If you take this approach you will find yourself re-implementing a pattern-matching lexer trying to determine which variables are bound or unbound; remember matches can be complicated and do deep destructuring.

What you really want to do is pass your code through the Elixir compiler without evaling anything. You can totally do this since the Elixir compiler is written in erlang so we can call into its AST expansion functions. This approach is far superior because it will also take into account things like in-scope variables, aliases, and imports in the provided Macro.Env (probably the __CALLER__ in your macro); the downside is while you will be consulting the single source of truth about Elixir’s variable binding, you will be calling into a somewhat private API not meant for use outside of Elixir core which is liable to change version to version.

If you want to get started down that path, I’d check out the Kernel.Utils.defguard implementation which does something similar: extracts variable references from the AST and inserts them into the ENV, so it can expand the code and get an updated env without hitting a CompileError. I imagine if you manipulate the env just right pre-expansion you can introspect on the returned post-expansion env to deduce which variables are still unbound.

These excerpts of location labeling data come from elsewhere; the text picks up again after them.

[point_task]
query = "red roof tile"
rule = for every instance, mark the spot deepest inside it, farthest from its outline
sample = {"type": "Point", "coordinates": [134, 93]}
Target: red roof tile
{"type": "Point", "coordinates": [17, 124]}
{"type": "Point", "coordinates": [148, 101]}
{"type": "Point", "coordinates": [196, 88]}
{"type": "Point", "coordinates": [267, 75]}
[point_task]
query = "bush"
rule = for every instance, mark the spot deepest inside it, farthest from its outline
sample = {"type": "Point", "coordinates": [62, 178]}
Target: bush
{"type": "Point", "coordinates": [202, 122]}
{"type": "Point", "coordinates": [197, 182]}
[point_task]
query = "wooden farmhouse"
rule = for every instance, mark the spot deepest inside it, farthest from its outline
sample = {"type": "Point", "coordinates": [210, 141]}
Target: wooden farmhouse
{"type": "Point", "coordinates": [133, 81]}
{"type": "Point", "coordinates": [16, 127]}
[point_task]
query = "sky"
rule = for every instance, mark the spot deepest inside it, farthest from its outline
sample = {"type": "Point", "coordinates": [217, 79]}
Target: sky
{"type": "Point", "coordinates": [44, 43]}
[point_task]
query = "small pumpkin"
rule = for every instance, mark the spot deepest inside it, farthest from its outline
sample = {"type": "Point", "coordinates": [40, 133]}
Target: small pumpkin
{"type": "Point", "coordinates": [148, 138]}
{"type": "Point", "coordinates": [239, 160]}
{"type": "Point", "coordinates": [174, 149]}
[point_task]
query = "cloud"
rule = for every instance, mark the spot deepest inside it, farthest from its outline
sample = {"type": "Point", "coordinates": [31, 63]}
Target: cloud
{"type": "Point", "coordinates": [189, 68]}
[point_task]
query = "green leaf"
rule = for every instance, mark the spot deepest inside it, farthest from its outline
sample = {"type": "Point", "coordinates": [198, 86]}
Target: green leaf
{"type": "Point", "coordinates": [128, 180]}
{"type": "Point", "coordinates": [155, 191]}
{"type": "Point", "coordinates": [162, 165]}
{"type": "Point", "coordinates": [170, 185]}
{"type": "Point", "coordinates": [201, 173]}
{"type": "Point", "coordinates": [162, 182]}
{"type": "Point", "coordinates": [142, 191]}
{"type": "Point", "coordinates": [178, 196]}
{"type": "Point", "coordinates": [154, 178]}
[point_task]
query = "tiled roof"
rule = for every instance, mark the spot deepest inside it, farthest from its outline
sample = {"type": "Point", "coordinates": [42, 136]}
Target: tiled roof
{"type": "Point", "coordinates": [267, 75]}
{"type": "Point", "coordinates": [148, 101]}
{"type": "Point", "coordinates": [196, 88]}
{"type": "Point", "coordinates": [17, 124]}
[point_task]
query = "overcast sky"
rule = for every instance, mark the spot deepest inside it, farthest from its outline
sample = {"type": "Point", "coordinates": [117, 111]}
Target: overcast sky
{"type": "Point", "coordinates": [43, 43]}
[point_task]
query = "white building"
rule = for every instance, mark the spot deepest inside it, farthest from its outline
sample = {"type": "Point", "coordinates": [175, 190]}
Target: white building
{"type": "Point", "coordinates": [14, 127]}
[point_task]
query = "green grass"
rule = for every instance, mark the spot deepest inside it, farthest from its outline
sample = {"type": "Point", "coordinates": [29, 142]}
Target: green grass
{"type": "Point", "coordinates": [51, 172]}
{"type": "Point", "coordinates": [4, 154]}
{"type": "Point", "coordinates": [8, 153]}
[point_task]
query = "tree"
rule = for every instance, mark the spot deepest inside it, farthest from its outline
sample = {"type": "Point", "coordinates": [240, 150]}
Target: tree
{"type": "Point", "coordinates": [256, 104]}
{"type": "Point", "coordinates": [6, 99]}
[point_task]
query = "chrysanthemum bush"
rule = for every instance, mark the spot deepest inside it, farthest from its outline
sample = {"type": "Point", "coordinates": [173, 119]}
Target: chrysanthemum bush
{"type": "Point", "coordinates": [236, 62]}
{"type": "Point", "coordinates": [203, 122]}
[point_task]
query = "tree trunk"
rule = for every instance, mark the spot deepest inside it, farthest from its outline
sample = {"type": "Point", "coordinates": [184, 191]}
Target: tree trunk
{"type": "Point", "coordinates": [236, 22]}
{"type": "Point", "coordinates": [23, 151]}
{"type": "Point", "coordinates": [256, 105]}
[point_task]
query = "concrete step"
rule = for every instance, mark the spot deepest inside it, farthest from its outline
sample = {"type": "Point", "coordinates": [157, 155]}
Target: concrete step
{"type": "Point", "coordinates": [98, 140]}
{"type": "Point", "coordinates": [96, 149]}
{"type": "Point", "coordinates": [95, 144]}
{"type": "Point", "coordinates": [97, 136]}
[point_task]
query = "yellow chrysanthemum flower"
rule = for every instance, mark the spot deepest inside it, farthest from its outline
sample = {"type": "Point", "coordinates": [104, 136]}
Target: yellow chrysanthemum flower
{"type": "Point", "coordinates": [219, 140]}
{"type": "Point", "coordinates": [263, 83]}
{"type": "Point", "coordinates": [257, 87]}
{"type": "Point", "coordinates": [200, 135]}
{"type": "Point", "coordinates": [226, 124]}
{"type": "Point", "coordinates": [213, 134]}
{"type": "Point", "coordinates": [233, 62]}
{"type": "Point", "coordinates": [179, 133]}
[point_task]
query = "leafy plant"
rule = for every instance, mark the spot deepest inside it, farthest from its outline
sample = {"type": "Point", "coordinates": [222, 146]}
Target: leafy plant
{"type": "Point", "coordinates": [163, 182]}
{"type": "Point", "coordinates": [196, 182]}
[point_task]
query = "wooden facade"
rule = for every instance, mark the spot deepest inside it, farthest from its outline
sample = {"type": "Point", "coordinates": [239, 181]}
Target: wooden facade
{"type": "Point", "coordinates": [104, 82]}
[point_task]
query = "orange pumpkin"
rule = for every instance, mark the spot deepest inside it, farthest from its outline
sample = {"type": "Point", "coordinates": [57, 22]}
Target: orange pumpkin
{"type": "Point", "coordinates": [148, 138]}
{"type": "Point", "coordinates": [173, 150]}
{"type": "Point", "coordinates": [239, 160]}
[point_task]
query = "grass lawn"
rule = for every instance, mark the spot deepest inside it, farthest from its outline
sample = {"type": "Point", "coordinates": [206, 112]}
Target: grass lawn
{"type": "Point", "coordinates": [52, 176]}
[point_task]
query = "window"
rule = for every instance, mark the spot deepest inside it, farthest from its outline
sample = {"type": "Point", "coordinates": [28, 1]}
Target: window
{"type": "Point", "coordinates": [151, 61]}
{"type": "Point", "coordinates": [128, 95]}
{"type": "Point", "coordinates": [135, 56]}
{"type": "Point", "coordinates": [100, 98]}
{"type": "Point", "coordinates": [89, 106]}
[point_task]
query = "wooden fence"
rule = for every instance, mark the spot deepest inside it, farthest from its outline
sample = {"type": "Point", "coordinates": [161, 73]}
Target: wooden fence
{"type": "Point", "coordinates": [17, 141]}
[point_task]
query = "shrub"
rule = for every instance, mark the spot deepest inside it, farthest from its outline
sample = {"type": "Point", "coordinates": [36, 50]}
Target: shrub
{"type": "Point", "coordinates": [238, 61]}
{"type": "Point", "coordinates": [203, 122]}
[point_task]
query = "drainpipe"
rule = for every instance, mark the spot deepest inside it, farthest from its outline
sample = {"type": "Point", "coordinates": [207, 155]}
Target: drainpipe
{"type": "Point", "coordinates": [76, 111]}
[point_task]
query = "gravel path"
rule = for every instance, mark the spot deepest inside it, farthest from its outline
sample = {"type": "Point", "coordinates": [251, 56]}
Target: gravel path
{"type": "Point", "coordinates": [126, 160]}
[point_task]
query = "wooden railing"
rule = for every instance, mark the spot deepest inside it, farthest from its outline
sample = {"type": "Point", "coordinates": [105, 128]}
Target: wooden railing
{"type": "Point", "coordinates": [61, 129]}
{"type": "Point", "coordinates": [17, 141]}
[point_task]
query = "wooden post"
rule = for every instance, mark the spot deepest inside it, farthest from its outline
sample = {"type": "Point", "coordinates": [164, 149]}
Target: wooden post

qhwa · January 5, 2022, 9:36am

I had the same question and wrote a function for it.

github.com

qhwa/formular/blob/master/lib/formular.ex#L433-L453

    
      
            @doc """
            Returns used variables in the code. This can be helpful if
            you intend to build some UI based on the variables, or to
            validate if the code is using variables within the allowed
            list.
          
          
  ## Example
          
          
  ```elixir
            iex> code = "f.(a + b)"
            ...> Formular.used_vars(code)
            [:a, :b, :f]
            ```
            """
            @spec used_vars(code()) :: [atom()]
            def used_vars(code) when is_binary(code),
              do: code |> Code.string_to_quoted!() |> used_vars()
          
          
  def used_vars(code),
              do: Formular.Compiler.extract_vars(code)
          end

:elixir_* modules are cool and inspiring but didn’t contribute directly to my solution. I end up with traversing the AST tree like Kernel.defguard does.

josevalim · January 5, 2022, 10:30am

I want to add that this is actually hard to do correctly in practice. You would effectively need to implement a large chunk of the compiler. For example, take this code:

foo(a + b)

How many variables are used?

Well, if “foo” is a macro, then foo may define several variables in it. You would have to expand all macros recursively to give the correct answer.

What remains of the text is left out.